Près de 60 000 Centrafricains réfugiés à l’étranger envisagent de rentrer volontairement au pays au cours de l’année 2026, selon les prévisions du Haut-Commissariat des Nations Unies pour les réfugiés (HCR). Une dynamique de retour qui s’inscrit dans un contexte marqué par des efforts soutenus de stabilisation et de relèvement dans plusieurs localités, dont la sous-préfecture de Baoro, désormais présentée comme un modèle de résilience et de développement communautaire.

Près de 60 000 Centrafricains réfugiés à l’étranger envisagent de rentrer volontairement au pays au cours de l’année 2026, selon les prévisions du Haut-Commissariat des Nations Unies pour les réfugiés (HCR). Une dynamique de retour qui s’inscrit dans un contexte marqué par des efforts soutenus de stabilisation et de relèvement dans plusieurs localités, dont la sous-préfecture de Baoro, désormais présentée comme un modèle de résilience et de développement communautaire.

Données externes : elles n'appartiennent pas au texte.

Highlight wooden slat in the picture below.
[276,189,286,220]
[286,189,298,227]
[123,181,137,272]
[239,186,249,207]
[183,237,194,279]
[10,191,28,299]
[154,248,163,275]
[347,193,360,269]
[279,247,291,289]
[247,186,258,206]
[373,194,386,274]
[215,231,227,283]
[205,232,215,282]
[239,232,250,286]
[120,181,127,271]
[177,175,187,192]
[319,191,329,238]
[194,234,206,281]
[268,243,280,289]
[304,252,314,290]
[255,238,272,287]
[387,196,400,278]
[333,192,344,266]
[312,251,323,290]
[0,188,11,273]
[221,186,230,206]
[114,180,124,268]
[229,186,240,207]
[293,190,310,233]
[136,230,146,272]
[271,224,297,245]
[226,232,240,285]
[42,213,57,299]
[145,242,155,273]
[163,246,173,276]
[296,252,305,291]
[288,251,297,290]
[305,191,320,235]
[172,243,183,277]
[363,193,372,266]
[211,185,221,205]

C’est dans cette perspective qu’une importante mission de terrain a été conduite à Baoro par le Gouvernement centrafricain, le HCR, des missions diplomatiques ainsi que douze partenaires issus des agences des Nations Unies et d’organisations non gouvernementales. Cette visite conjointe visait à évaluer les conditions de réintégration des rapatriés et à apprécier les initiatives mises en œuvre pour renforcer la cohésion sociale entre communautés de retour et populations hôtes.

Sur le terrain, les échanges ont porté sur les projets de stabilisation, de relèvement économique et de développement durable, notamment dans les domaines de l’accès aux services sociaux de base, de la relance des moyens de subsistance et du renforcement de la gouvernance locale. Les autorités locales ont salué l’accompagnement des partenaires, tout en appelant à un soutien accru pour anticiper l’afflux des rapatriés attendu dans les prochains mois.

Pour le HCR, ces retours volontaires constituent un signal encourageant, mais nécessitent une mobilisation continue afin de garantir des conditions de sécurité, de dignité et de durabilité. À Baoro, l’expérience en cours pourrait ainsi servir de référence pour d’autres zones de retour en Centrafrique, dans un pays où le rapatriement des réfugiés reste un enjeu majeur pour la paix et la reconstruction nationale.